Resource pack section 1A
DEBATING MATTERS – THE ETHOS
The Debating Matters Competition has been running in schools since 2002. From its inception, Debating Matters has championed a different approach to schools debating, one where substance is emphasised over style, and young people are taken seriously. Interaction, and a critical engagement with both the topics and one another, lie at the heart of the competition’s format and offer students a unique intellectual challenge. Students are required to conduct in-depth research, to examine the merits of competing perspectives in a debate and to question their own viewpoints. There is no false flattery in the Debating Matters Competition, rather, through a dynamic interaction with the judging panel and the audience during debates, students are held to account on their arguments, challenged to substantiate their case and encouraged to delve deeper in to key contemporary questions. Students are applauded for their successes and critiqued for their weaknesses. In the words of former participant, Sam Burt: “Debating Matters is a short, sharp shock that can jolt smart young things out of their complacency and onto a more rewarding path of independent thought.” For further details on the format see section 2.
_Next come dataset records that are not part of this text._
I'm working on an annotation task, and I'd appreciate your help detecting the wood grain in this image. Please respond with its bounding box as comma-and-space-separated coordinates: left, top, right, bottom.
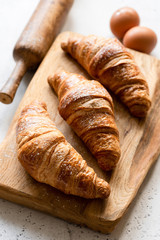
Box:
0, 31, 160, 233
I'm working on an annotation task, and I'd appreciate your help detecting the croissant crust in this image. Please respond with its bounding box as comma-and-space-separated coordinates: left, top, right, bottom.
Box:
48, 71, 121, 171
16, 101, 110, 199
61, 34, 151, 117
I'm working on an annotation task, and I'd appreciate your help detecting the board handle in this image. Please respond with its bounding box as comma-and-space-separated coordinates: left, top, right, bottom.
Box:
0, 61, 27, 104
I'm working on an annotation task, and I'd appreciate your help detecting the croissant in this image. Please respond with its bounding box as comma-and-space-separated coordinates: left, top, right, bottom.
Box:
16, 101, 110, 199
48, 71, 121, 171
61, 34, 151, 117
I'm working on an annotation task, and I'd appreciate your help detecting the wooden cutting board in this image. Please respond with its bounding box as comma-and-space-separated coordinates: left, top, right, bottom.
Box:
0, 31, 160, 233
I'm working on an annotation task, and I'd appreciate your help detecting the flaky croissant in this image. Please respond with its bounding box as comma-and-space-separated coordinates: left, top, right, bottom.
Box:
61, 34, 151, 117
48, 71, 120, 171
16, 101, 110, 199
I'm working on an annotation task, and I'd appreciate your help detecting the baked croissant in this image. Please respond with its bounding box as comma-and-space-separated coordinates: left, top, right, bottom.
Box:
48, 71, 120, 171
61, 34, 151, 117
16, 101, 110, 199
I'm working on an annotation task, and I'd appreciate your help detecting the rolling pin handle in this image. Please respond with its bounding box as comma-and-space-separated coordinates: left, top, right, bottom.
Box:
0, 61, 27, 104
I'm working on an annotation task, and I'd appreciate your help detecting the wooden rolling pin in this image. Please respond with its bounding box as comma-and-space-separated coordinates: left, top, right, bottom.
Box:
0, 0, 74, 104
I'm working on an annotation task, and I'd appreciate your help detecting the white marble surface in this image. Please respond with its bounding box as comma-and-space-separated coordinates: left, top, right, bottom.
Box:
0, 0, 160, 239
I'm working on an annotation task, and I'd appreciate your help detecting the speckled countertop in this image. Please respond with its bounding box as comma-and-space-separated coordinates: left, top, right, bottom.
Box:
0, 0, 160, 239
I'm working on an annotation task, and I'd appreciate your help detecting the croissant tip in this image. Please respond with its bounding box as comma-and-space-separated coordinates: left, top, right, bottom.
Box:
96, 178, 111, 199
47, 75, 53, 86
96, 151, 120, 171
48, 71, 69, 96
21, 101, 47, 113
129, 101, 151, 118
36, 101, 47, 110
61, 41, 67, 51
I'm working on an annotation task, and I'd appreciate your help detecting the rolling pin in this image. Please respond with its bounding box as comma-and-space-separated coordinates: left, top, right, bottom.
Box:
0, 0, 74, 104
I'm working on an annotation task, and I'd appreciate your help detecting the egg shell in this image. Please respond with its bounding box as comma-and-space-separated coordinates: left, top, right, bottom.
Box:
110, 7, 140, 39
123, 26, 157, 54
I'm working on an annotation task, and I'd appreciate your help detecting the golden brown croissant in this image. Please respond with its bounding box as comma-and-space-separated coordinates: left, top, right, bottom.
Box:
16, 101, 110, 199
61, 34, 151, 117
48, 71, 120, 171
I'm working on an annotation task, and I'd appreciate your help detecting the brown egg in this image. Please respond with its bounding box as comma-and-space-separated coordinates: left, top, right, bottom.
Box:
123, 26, 157, 54
110, 7, 140, 39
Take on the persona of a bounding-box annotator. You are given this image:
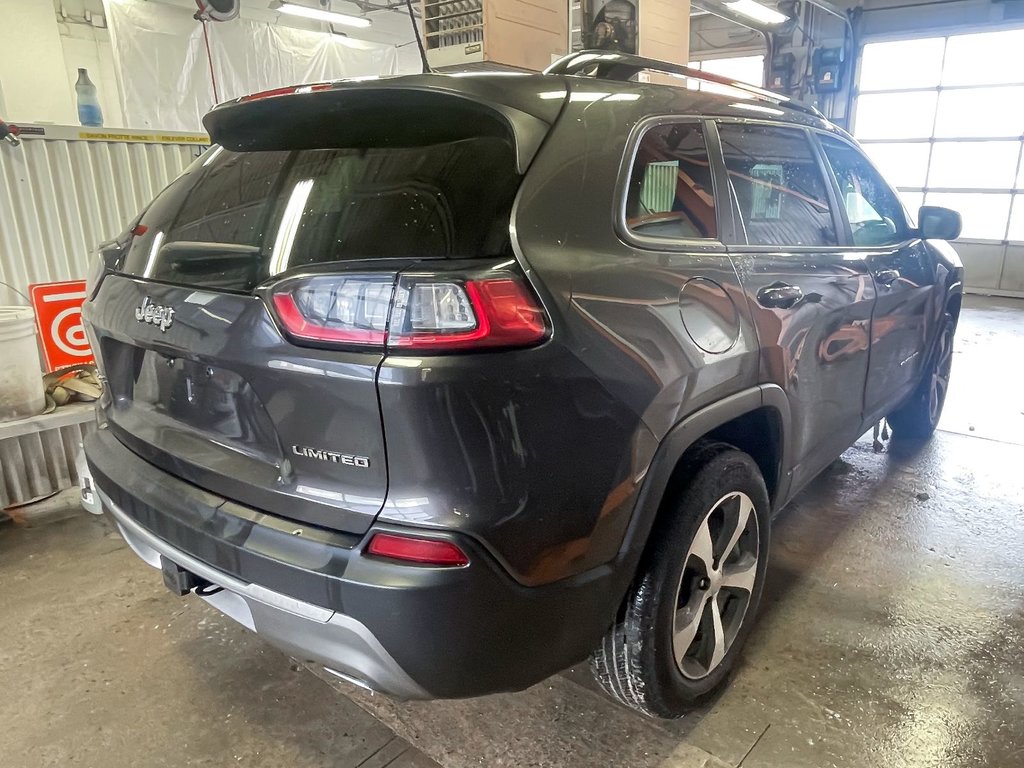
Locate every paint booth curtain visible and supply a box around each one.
[104,0,397,132]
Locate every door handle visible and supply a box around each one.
[757,283,804,309]
[875,268,901,286]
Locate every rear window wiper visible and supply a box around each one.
[160,242,261,271]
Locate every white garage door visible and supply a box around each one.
[853,28,1024,293]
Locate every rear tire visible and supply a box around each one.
[887,312,955,440]
[591,442,770,718]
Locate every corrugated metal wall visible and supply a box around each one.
[0,404,95,509]
[0,135,201,301]
[0,132,201,510]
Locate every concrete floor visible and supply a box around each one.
[2,295,1023,768]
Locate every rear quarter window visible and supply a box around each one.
[624,121,718,242]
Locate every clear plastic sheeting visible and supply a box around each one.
[104,0,398,132]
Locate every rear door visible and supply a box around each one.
[564,114,759,440]
[815,133,940,422]
[716,121,876,492]
[85,89,541,534]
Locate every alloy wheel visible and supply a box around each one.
[929,323,954,425]
[672,491,760,680]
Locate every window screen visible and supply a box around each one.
[625,122,717,241]
[718,123,837,247]
[819,136,911,247]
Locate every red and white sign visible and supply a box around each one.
[28,280,94,372]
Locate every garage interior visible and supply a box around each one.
[2,1,1023,767]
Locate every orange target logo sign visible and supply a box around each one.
[28,280,95,372]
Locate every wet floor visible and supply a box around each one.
[0,509,439,768]
[938,296,1024,446]
[2,296,1022,767]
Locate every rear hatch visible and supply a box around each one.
[85,81,562,535]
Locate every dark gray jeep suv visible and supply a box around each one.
[83,51,963,718]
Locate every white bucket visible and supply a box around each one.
[0,307,45,422]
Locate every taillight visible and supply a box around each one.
[388,276,546,351]
[271,275,393,345]
[270,272,548,352]
[365,533,470,567]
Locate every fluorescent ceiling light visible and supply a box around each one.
[273,2,372,29]
[723,0,788,25]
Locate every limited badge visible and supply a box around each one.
[292,445,370,468]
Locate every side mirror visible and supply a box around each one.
[918,206,962,241]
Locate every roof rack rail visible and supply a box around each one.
[544,50,824,119]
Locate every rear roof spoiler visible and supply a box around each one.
[203,83,557,174]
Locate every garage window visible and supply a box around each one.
[854,29,1024,241]
[688,56,766,89]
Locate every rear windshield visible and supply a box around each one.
[120,137,520,292]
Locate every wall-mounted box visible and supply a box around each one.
[423,0,568,72]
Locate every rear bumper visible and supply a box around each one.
[103,487,430,698]
[85,427,623,698]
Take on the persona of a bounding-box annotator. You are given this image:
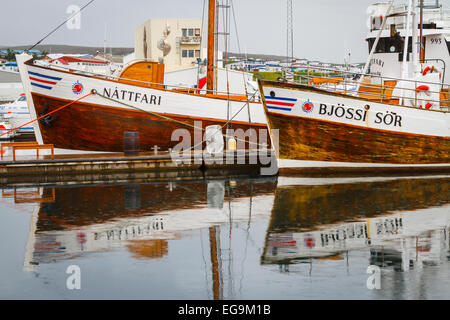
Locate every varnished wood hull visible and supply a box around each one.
[259,80,450,172]
[31,93,266,152]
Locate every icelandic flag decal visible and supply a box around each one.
[264,95,297,111]
[28,71,62,90]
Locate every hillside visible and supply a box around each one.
[0,44,134,56]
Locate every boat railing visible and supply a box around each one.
[32,62,261,102]
[291,65,450,112]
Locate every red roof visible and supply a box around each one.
[51,56,109,65]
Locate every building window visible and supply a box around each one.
[182,29,187,37]
[182,50,188,58]
[189,50,194,58]
[195,28,200,36]
[195,50,200,58]
[188,28,194,36]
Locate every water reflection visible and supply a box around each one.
[6,178,276,269]
[1,175,449,299]
[262,177,450,273]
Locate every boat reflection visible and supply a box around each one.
[262,176,450,272]
[1,175,449,299]
[5,178,276,269]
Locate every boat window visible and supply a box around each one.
[446,40,450,55]
[17,96,26,101]
[367,36,411,54]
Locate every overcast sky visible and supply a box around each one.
[1,0,403,63]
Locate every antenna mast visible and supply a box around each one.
[286,0,293,63]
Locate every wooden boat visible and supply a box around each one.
[259,1,450,174]
[16,0,266,152]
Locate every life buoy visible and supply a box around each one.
[422,65,441,79]
[419,103,433,109]
[416,85,430,94]
[422,66,434,76]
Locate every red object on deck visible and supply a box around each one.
[416,85,429,92]
[422,66,430,76]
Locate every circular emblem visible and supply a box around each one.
[302,99,314,113]
[72,81,84,95]
[304,234,315,248]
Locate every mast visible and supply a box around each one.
[412,0,419,74]
[419,0,424,61]
[207,0,216,93]
[401,0,413,80]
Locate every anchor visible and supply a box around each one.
[39,103,58,127]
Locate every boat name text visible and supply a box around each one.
[319,103,402,127]
[370,58,384,68]
[103,88,162,105]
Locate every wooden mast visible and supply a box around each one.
[207,0,216,93]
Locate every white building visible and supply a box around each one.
[134,18,203,72]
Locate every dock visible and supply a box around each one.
[0,149,276,185]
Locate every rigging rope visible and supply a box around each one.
[28,0,96,51]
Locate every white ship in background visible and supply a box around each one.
[365,1,450,83]
[0,94,33,138]
[0,61,22,102]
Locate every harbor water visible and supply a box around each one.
[0,175,449,300]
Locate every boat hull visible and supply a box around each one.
[258,80,450,173]
[31,92,266,152]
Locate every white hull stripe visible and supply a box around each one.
[278,159,450,168]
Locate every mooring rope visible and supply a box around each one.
[92,90,268,149]
[0,91,94,138]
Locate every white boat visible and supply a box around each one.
[0,94,33,135]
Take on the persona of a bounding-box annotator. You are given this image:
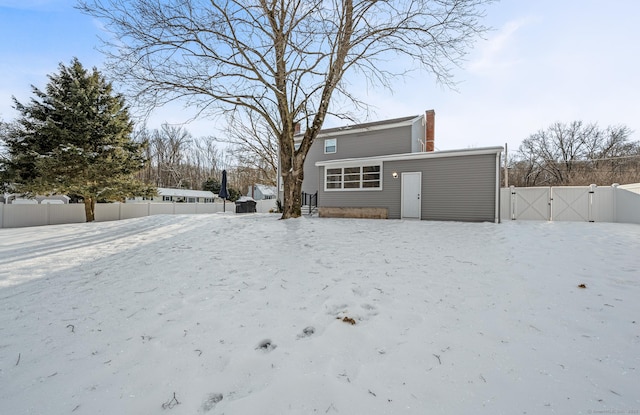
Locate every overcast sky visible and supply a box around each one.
[1,0,638,153]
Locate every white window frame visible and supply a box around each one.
[324,138,337,154]
[323,162,383,191]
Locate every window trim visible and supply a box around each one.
[323,162,383,192]
[324,138,337,154]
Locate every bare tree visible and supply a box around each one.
[133,124,227,190]
[517,121,597,185]
[78,0,492,218]
[145,124,192,188]
[192,136,225,187]
[219,108,278,187]
[510,121,640,186]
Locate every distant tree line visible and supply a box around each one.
[133,123,276,201]
[506,121,640,187]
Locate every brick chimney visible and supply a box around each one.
[425,110,435,152]
[294,122,301,135]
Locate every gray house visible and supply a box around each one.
[294,112,433,197]
[248,184,277,200]
[279,110,503,222]
[126,187,215,203]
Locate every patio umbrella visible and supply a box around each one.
[219,169,229,212]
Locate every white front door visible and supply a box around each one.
[401,172,422,219]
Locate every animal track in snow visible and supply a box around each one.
[256,338,277,352]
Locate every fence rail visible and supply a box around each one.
[500,184,640,224]
[0,199,278,229]
[3,185,639,228]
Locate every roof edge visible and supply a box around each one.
[315,146,504,166]
[295,115,422,140]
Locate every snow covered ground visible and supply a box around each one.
[0,214,638,415]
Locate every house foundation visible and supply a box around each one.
[319,207,388,219]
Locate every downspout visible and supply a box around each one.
[496,151,501,223]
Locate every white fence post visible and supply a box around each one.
[549,187,553,221]
[588,184,596,222]
[612,183,619,223]
[510,185,516,220]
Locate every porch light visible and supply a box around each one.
[392,172,398,179]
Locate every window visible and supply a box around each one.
[326,168,342,189]
[294,141,301,151]
[324,164,381,191]
[162,196,172,202]
[324,138,337,154]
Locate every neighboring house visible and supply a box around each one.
[278,110,503,222]
[126,187,215,203]
[248,184,277,200]
[3,194,70,204]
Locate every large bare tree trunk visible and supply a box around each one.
[279,137,305,219]
[84,196,96,222]
[281,168,303,219]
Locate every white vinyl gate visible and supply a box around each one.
[510,186,550,221]
[550,186,591,222]
[500,184,640,223]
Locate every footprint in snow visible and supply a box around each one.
[297,326,315,339]
[256,339,277,352]
[200,393,223,412]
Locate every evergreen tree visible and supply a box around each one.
[202,178,221,194]
[1,58,154,221]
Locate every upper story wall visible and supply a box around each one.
[302,123,415,194]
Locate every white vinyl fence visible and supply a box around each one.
[500,183,640,224]
[0,199,278,229]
“WHAT YOUNGER STUDENTS REALLY NEED IS A CLEAR FOCUS” Tom Finn-Kelcey,
Queen Elizabeth’s Grammar School, Faversham “What younger students really need is a clear focus, which is why I start them off on the Debating Matters topic guides and format straight away. Debates on animal experimentation, competitive sport, film and videogame censorship have been big hits with this age group. Even if the students don’t grasp the deeper philosophical arguments in these debates, they have plenty of concrete, factual material to work with”.
“EACH DEBATER HAS AT LEAST A WEEK TO PREPARE” Ben Morse, Assistant Head of Sixth Form, The Piggott School, Reading
“Every season we run a few meetings, getting interested students together. I give them a list of issues and tell them to prepare and perform a one minute speech arguing passionately for, or against. The list changes each year and has a mixture of serious and silly topics – from abortions to Marmite. This is a nice gentle lead in, can give everyone some laughs and allows you to gauge strengths and weaknesses. After that, we pick our motions which are always DM motions. Each debater has at least a week to prepare, and posters are put up to advertise when and where”.
“THE SCHOOL HAS NEVER HAD A DEBATING CLUB BEFORE” Meg Franklin, Teacher, William Ellis School, London
“I started at my school in September and quickly set up a debating club. The school has never had a debating club before, so I knew that I would have to publicise it well. I started by getting my Sixth Form Politics students interested and found that they were happy to help organise it. I have had good levels of participation, but I still want to get greater numbers attending, especially from younger years. It’s great to see the boys enjoying it though; arguing, disagreeing, airing their opinions and, generally, getting to grips with some relevant and interesting topics”.
“I STARTED SMALL WITH A CLUB THAT LOOKED AT THE BIG TOPICS IN THE NEWS” Ben Harding, Head of Sixth Form, Beckfoot School, Bradford
“I started small with a club that looked at the big topics in the news. It was a talking shop that allowed them to listen and express ideas. One initial barrier for some of our students was just the stigma attached to debating and debate clubs, and so we kept it very informal. When we got the topics right the classroom was packed and there was a real buzz to the sessions. The students that started that group in Year 7 are now the Year 13s that have just qualified for the Debating Matters final, and the seeds that we sowed early on have been key to their later drive and enthusiasm”.